Every major religious tradition reminds us that we cannot escape death, and all our attempts to deny this simple reality lead us nowhere. St Paul admonishes those who waste too much time worrying about death.  "O death, where is your victory? O death, where is your sting?” The sting of death is sin, and the power of sin is the law. But thanks be to God, who gives us the victory through our Lord Jesus Christ." (I Cor 15:57) That Jesus has already rescued and saved us from ultimate death is a fundamental teaching of our faith.

Islam also insists that while death is inevitable, so is resurrection, but in order to be ready, we must work to get close to God now. “Though we know death is certain, we have not prepared ourselves for it. Though we know paradise is definite, we have not worked for it...What are you waiting for?
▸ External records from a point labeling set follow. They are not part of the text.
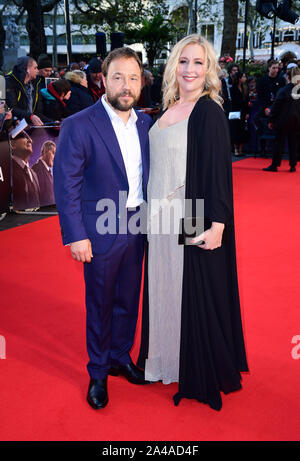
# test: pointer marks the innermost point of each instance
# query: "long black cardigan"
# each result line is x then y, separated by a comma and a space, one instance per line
212, 351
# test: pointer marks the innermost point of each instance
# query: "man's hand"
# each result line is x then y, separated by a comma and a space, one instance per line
82, 251
35, 120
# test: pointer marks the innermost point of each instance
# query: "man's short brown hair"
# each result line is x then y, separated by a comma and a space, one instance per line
118, 53
272, 62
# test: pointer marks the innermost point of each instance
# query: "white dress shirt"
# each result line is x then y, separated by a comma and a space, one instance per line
130, 147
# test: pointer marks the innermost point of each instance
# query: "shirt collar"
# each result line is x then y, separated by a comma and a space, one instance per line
45, 164
114, 116
20, 162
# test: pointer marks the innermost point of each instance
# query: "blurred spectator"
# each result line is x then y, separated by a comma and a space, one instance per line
285, 119
222, 64
239, 127
267, 89
5, 117
43, 169
268, 86
22, 92
26, 189
226, 87
55, 72
54, 99
156, 94
45, 69
94, 79
74, 66
80, 96
82, 65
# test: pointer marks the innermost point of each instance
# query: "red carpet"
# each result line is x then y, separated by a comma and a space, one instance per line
43, 379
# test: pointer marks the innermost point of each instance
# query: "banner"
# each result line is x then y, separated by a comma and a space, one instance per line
5, 173
33, 152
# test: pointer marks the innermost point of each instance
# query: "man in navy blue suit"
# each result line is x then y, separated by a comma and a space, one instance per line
101, 171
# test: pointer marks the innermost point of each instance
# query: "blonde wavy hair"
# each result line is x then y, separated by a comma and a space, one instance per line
212, 85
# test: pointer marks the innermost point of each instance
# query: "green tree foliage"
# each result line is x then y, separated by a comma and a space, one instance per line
116, 15
154, 34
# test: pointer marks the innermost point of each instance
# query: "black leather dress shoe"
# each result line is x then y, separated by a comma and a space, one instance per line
270, 168
97, 393
131, 372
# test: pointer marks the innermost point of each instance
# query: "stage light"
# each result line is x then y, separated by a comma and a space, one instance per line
266, 8
285, 12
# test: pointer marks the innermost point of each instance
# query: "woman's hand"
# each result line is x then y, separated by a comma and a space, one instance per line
212, 237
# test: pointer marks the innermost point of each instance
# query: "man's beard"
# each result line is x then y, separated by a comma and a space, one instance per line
117, 104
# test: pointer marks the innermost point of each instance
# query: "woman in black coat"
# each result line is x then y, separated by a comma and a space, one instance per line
80, 96
209, 348
239, 128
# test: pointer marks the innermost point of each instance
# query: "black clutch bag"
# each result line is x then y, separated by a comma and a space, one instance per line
189, 228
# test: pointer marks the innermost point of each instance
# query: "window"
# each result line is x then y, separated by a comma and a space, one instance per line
208, 31
61, 39
24, 40
289, 36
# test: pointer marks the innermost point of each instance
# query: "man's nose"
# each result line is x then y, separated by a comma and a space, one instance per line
126, 83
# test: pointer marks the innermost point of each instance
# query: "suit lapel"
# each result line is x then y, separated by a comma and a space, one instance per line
103, 125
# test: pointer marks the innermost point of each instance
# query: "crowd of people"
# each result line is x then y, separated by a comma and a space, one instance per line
190, 286
258, 109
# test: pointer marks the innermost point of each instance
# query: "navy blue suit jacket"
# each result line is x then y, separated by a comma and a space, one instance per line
89, 166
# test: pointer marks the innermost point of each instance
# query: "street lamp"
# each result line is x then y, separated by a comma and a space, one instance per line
68, 31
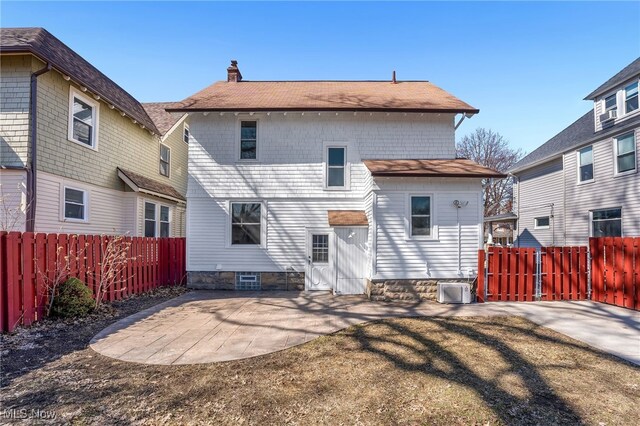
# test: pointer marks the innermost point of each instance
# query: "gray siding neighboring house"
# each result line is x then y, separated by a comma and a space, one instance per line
602, 198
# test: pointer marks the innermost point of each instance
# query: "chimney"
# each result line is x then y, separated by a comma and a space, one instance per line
233, 72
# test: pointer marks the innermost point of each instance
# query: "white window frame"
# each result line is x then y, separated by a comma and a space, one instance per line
168, 175
325, 166
579, 165
186, 133
239, 139
263, 224
63, 201
607, 208
535, 222
73, 93
635, 155
160, 221
624, 97
432, 215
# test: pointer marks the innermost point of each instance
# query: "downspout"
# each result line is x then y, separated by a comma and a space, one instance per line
33, 131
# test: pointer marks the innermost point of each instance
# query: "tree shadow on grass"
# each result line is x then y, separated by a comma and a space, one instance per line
431, 357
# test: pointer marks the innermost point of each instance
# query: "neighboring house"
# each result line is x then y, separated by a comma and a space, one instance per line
78, 153
328, 185
584, 181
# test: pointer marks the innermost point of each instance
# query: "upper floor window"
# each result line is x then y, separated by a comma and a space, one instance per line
246, 223
606, 223
336, 167
185, 133
248, 140
75, 204
625, 150
165, 160
631, 98
83, 119
420, 216
585, 159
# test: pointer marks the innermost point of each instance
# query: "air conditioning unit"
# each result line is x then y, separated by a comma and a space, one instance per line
454, 293
609, 115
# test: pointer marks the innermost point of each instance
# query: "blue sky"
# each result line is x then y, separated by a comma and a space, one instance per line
526, 66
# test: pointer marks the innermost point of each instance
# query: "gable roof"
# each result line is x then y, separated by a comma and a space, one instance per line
459, 167
405, 96
628, 72
140, 183
580, 130
48, 48
163, 120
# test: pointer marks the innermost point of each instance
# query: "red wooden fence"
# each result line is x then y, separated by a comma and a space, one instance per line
615, 272
27, 258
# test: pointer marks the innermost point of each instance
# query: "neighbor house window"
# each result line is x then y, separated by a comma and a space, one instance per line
83, 120
185, 134
625, 147
248, 140
420, 216
165, 160
606, 223
610, 103
631, 98
336, 167
75, 204
165, 224
245, 223
149, 219
542, 222
585, 159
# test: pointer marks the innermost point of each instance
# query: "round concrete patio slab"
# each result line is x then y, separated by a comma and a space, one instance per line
212, 326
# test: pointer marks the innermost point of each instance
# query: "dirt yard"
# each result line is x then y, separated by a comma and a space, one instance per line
401, 371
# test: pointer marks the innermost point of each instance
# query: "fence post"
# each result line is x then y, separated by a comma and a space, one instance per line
538, 291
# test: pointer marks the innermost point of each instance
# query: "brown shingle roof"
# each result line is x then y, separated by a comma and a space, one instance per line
149, 185
407, 96
459, 167
44, 45
347, 218
163, 120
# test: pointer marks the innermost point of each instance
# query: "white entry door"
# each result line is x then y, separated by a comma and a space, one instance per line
319, 273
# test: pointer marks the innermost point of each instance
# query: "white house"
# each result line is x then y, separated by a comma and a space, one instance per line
350, 186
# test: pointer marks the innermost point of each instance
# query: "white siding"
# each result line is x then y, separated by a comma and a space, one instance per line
538, 188
110, 211
291, 151
402, 258
286, 220
605, 191
13, 200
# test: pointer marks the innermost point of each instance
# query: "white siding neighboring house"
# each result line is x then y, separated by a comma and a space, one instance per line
309, 185
68, 133
584, 181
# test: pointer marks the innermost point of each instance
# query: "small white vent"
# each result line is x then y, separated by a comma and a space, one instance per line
454, 293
Death is the first visitor from the Almighty bringing good or evil tidings… so get closer to your Lord!”(Hamid al-Qasyirasi)

Mark Twain reminds us that the fear of death is really the fear of life. Those of us who are afraid to live, even though we are breathing, are moving quickly towards death. In fact, if we don't resolve and ask God to help us live fully, we are already dead because we miss so much of life.

Today, meditate on your own death and pray to accept what feelings arise.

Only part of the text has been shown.